Bagikan:

JAKARTA - Ketua Komisi Pemberantasan Korupsi (KPK) Firli Bahuri menduga Bupati Probolinggo Puput Tantriana Sari sering melakukan jual beli jabatan di daerahnya. Ia bahkan mencurigai praktik jual beli jabatan ini tak hanya menyasar kepala desa tapi juga jabatan publik lainnya.

"Coba bayangkan pejabat sementara kepala desa saja dijual belikan, tentu kita bertanya berapa tarif jabatan camat, kepala sekolah, kepala dinas, sekda, dan jabatan publik lainnya di Pemkab Probolinggo," kata Firli dalam keterangan tertulisnya kepada wartawan, Selasa, 7 September.

Hanya saja, dugaan tersebut masih harus dibuktikan lebih lanjut. Sehingga saat ini pihaknya terus mencari barang bukti.

Lebih lanjut, Firli menyayangkan praktik jual beli jabatan telah terjadi di Pemerintah Kabupaten Probolinggo. Menurutnya, jika praktik ini terus terjadi maka daerah tersebut tak akan maju karena tak mendapat pelayanan terbaik.

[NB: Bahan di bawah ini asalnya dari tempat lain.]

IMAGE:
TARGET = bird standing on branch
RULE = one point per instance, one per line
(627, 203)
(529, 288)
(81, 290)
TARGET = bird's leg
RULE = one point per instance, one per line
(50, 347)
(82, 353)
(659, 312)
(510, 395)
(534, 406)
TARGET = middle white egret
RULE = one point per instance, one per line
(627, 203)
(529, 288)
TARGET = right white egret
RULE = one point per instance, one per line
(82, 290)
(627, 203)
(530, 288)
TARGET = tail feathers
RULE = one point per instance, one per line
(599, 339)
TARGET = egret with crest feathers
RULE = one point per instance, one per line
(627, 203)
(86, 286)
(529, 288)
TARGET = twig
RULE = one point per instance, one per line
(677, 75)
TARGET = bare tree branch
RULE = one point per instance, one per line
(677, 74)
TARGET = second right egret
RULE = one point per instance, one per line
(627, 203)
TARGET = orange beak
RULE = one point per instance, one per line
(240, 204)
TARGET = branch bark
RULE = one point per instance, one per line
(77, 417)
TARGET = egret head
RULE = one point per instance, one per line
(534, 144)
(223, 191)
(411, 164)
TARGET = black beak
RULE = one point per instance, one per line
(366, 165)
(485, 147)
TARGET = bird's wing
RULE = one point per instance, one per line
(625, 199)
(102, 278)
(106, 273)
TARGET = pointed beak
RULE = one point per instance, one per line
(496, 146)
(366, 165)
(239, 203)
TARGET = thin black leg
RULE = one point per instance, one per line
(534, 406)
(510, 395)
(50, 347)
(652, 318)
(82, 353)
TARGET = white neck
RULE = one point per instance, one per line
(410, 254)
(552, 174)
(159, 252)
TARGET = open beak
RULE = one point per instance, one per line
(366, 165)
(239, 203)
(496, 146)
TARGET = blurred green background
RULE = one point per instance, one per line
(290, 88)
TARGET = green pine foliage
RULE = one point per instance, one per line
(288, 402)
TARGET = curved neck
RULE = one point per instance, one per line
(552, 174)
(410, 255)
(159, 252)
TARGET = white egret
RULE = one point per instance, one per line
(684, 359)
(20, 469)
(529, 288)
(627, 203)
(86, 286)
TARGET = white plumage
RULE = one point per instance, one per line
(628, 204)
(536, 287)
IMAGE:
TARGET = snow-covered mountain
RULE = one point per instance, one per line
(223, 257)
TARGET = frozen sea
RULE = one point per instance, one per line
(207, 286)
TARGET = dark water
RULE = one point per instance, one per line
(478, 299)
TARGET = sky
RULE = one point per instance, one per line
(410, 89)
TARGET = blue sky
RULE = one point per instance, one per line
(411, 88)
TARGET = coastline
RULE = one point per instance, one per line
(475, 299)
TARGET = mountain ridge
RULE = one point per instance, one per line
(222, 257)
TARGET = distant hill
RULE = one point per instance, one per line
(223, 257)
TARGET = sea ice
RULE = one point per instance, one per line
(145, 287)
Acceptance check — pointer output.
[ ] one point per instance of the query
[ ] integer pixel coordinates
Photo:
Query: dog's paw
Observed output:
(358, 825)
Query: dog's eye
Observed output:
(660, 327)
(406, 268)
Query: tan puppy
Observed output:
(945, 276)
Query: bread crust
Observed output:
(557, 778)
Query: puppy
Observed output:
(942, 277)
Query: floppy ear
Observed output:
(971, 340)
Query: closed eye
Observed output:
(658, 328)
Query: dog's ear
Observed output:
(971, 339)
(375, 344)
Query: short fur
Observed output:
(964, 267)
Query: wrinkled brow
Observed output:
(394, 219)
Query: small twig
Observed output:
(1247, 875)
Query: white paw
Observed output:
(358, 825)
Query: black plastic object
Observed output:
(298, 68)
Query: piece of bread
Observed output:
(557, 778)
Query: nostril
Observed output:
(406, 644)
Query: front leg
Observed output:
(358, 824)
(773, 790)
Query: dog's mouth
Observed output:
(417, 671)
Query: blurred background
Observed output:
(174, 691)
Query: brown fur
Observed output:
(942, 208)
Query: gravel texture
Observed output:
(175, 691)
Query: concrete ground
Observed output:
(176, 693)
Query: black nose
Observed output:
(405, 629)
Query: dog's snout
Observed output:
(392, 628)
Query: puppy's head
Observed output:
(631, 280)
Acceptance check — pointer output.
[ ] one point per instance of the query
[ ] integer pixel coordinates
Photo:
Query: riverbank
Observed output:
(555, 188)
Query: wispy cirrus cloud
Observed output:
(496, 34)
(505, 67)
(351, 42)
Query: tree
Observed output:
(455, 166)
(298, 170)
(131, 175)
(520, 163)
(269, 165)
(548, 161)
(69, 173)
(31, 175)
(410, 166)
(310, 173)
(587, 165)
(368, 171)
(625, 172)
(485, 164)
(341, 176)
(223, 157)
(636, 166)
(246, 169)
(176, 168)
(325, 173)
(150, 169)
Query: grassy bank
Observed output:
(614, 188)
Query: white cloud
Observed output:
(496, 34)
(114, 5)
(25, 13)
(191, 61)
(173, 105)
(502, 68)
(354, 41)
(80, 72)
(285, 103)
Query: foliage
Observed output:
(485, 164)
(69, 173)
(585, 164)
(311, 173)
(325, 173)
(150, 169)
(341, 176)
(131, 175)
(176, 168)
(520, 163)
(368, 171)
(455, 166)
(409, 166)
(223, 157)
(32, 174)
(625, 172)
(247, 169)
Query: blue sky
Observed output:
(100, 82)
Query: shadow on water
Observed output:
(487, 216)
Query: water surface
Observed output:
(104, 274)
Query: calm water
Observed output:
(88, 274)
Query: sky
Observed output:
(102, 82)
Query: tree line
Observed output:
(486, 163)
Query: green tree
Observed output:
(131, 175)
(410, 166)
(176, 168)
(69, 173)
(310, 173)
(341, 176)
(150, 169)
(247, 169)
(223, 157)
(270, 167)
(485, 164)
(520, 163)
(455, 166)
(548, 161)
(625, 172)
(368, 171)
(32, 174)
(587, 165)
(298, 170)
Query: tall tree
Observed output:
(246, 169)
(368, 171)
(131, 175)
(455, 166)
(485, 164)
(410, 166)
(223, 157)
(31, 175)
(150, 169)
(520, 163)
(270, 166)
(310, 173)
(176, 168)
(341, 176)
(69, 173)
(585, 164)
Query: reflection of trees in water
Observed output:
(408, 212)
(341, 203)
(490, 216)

"Kalau begini, jangan berharap rakyat mendapat pelayanan. Kita juga tidak bisa berharap banyak kesejahteraan rakyat meningkat," tegas eks Deputi Penindakan KPK tersebut.

Diberitakan sebelumnya, KPK telah menetapkan 22 tersangka yang terdiri dari 4 penerima suap dan 18 pemberi dalam kasus jual beli jabatan kepala desa. Saat ini, seluruh tersangka sudah ditahan di rumah tahanan (rutan) yang berbeda.

Suap diberikan agar mereka bisa menjabat sebagai kepala desa di wilayah Pemkab Probolinggo. Masing-masing orang wajib membayar Rp20 juta dan upeti tanah desa Rp5 juta per hektar.

Empat orang penerima adalah Bupati Probolinggo Puput Tantriana Sari, anggota DPR Hasan Aminuddin, Camat Krejengan Doddy Kurniawan, dan Camat Paiton Muhamad Ridwan.

Sementara 18 pemberi yakni Sumanto, Ali Wafa, Mawardi, Mashudi, Maliha, Mohammad Bambang, Masruhen, Abdul Wafi, Kho'im, Akhmad Saifullah, Jaelani, Uhar, Nurul Hadi, Nuruh Huda, Hasan, Sahir, Sugito, dan Syamsuddin sebagai tersangka pemberi. Mereka semua merupakan aparatur sipil negara (ASN) di Probolinggo.

Akibat perbuatannya, pemberi disangka melanggar Pasal 5 ayat (1) huruf a atau Pasal 5 ayat (1) huruf b atau Pasal 13 Undang-Undang Nomor 31 Tahun 1999 tentang Pemberantasan Tindak Pidana Korupsi sebagaimana telah diubah dengan Undang-Undang Nomor 20 Tahun 2001 tentang Perubahan Atas Undang-Undang Nomor 31 Tahun 1999 tentang Pemberantasan Tindak Pidana Korupsi Jo Pasal 55 ayat (1) ke 1 KUHP.

Sementara penerima disangka melanggar Pasal 12 huruf a atau Pasal 12 huruf b atau Pasal 11 Undang-Undang Nomor 31 Tahun 1999 tentang Pemberantasan Tindak Pidana Korupsi sebagaimana telah diubah dengan Undang-Undang Nomor 20 Tahun 2001 tentang Perubahan Atas Undang-Undang Nomor 31 Tahun 1999 tentang Pemberantasan Tindak Pidana Korupsi Jo Pasal 55 ayat 1 ke 1 KUHP.